Romani said that these planet-like objects are the dregs of normal stars which have contributed mass and angular momentum, spinning up their pulsar mates to millisecond periods and increasing their mass in the process.
Filippenko said that in a case of cosmic ingratitude, the black widow pulsar, which has devoured a large part of its mate, now heats and evaporates the companion down to planetary masses and perhaps "complete annihilation".
How Are Neutron Stars Weighed?
One of the few ways to weigh neutron stars is finding black widow pulsars in which the companion is small, but not too small to detect. In the case of the binary system considered in the study, the companion star is now only 20 times the mass of Jupiter, and is distorted by the mass of the neutron star and tidally locked. Tidal locking is the phenomenon by which an astronomical object has the same rotational period as its orbital period around a partner. Since the Moon rotates in exactly the same time as it takes to orbit Earth, it is said to be tidally locked. We see only one side of the Moon because it is locked in orbit.
According to the study, the neutron star-facing side of the companion star is heated to temperatures of about 6,200 Kelvin, or 5727 degrees Celsius, a bit hotter than the Sun. The companion star is bright enough to be clearly seen with a large telescope.

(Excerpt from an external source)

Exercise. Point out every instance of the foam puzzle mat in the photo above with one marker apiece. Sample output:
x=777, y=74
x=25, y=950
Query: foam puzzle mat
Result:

Black Widow Systems Can Have Redbacks And Tidarrens
Over the last four years, Filippenko and Romani used the Keck I telescope to observe the black widow system on six occasions. They observed the black widow system using the Low Resolution Imaging Spectrometer in 15-minute chunks to catch the faint companion at specific points in its 6.4-hour orbit of the pulsar.
The astronomers compared the spectra of the companion star to that of similar Sun-like stars. This helped them measure the orbital velocity of the companion star and calculate the mass of the neutron star.

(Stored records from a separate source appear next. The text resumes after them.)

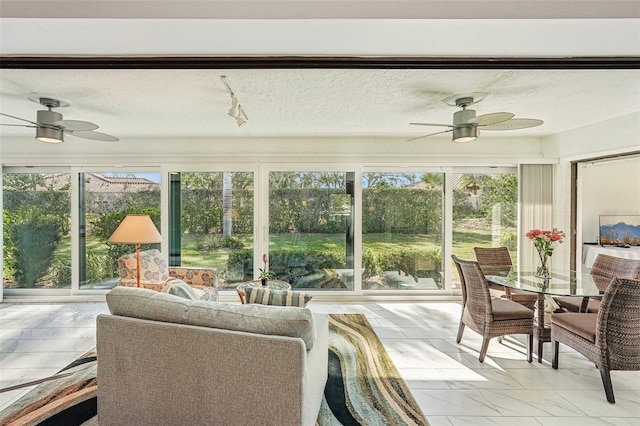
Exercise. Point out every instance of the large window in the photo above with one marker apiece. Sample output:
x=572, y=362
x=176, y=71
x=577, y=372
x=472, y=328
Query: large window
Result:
x=402, y=231
x=311, y=229
x=397, y=227
x=484, y=213
x=37, y=239
x=105, y=199
x=211, y=223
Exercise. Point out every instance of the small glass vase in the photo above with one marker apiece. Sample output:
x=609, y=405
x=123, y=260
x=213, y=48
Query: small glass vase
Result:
x=543, y=269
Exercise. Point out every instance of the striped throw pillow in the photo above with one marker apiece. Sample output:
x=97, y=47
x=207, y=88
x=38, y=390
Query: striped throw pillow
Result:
x=180, y=288
x=267, y=296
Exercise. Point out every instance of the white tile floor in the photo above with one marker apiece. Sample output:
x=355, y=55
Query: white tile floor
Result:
x=446, y=379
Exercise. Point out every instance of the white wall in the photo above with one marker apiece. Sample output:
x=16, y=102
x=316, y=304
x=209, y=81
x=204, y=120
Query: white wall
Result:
x=611, y=137
x=607, y=188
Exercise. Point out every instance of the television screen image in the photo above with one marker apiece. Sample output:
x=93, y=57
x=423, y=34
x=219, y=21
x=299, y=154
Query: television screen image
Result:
x=620, y=230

According to the University of California Berkeley, Filippenko and Romani have examined about a dozen black widow systems so far. Of these, only six black widow systems had companion stars bright enough to let them calculate a mass. The neutron stars in these systems are less massive than the pulsar PSR J0952-060.

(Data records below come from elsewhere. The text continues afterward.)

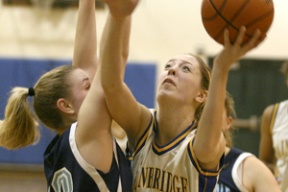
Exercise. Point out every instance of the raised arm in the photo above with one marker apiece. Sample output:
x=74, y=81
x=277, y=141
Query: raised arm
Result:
x=266, y=151
x=209, y=144
x=122, y=105
x=85, y=46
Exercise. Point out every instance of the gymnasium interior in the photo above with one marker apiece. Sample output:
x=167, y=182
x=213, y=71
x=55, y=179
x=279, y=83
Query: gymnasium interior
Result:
x=38, y=35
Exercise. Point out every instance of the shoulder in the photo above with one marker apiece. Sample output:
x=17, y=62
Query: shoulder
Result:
x=269, y=110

The astronomers aim to study more black widow pulsars, and their cousins, called redbacks. These have companions closer to one-tenth the mass of the Sun. The redback spider is also known as the Australian black widow.
There are some black widow systems in which the companion star is around one-hundredth of a solar mass. Romani calls these stars tidarrens, after a relative of the black widow spider. The male tidarren is about one per cent of the female's size.
Filippenko said that they can keep looking for black widows and similar neutron stars that skate even closer to the black hole brink, but if they don't find any, it tightens the argument that 2.3 solar masses is the true limit, beyond which they become black holes.